Synthesis, in silico Biological and ADMET Predictions, and Molecular Docking of Isatin Schiff Base Derivatives as Promising Antituberculosis Agents

Abstract

Tuberculosis (TB), caused by Mycobacterium tuberculosis, continues to be a global health challenge, particularly with the rise of multidrug-resistant (MDR) and extensively drug-resistant (XDR) strains. In this study, five isatin Schiff base derivatives were designed, synthesized, and evaluated using in silico approaches to identify potential antitubercular agents. The ADMET profiles of isatin Schiff base derivatives were studied via pkCSM, admetSAR, and SwissADME servers.

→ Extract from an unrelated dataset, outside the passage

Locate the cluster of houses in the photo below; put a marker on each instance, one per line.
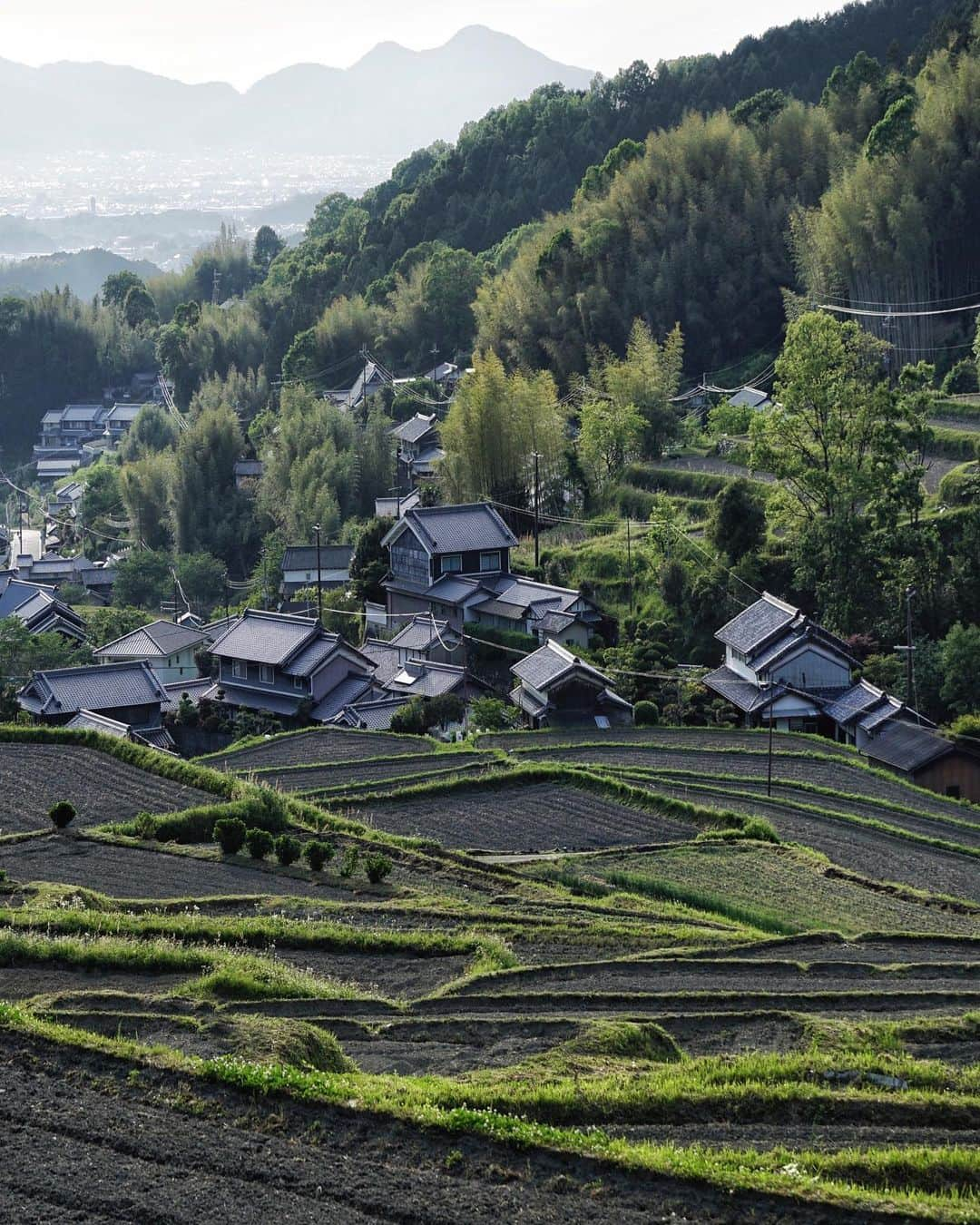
(76, 435)
(784, 669)
(448, 582)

Biological activity predictions were conducted using the PASS online tool, with significant activity considered at Pa > 0.7. Molecular docking studies were performed using MOE software targeting the InhA enzyme (PDB ID: 4TZK), a key protein in the fatty acid synthesis pathway of Mycobacterium tuberculosis. The docking results revealed that all five ligands exhibited favorable binding affinities and strong interactions with the enzyme’s active site. Additionally, the ADMET profiles suggested good drug-likeness and acceptable pharmacokinetic behavior. These findings suggest that the synthesized isatin Schiff base derivatives (A1–A5) are promising candidates for further development as antitubercular agents. Conclusion: This study demonstrated that the five isatin Schiff base derivatives (A1–A5) show strong potential as antitubercular agents. Molecular docking revealed promising interactions with the InhA enzyme, especially for ligand A5. ADMET studies analyses further supported their drug-likeness and biological activity. These findings warrant further experimental validation and optimization.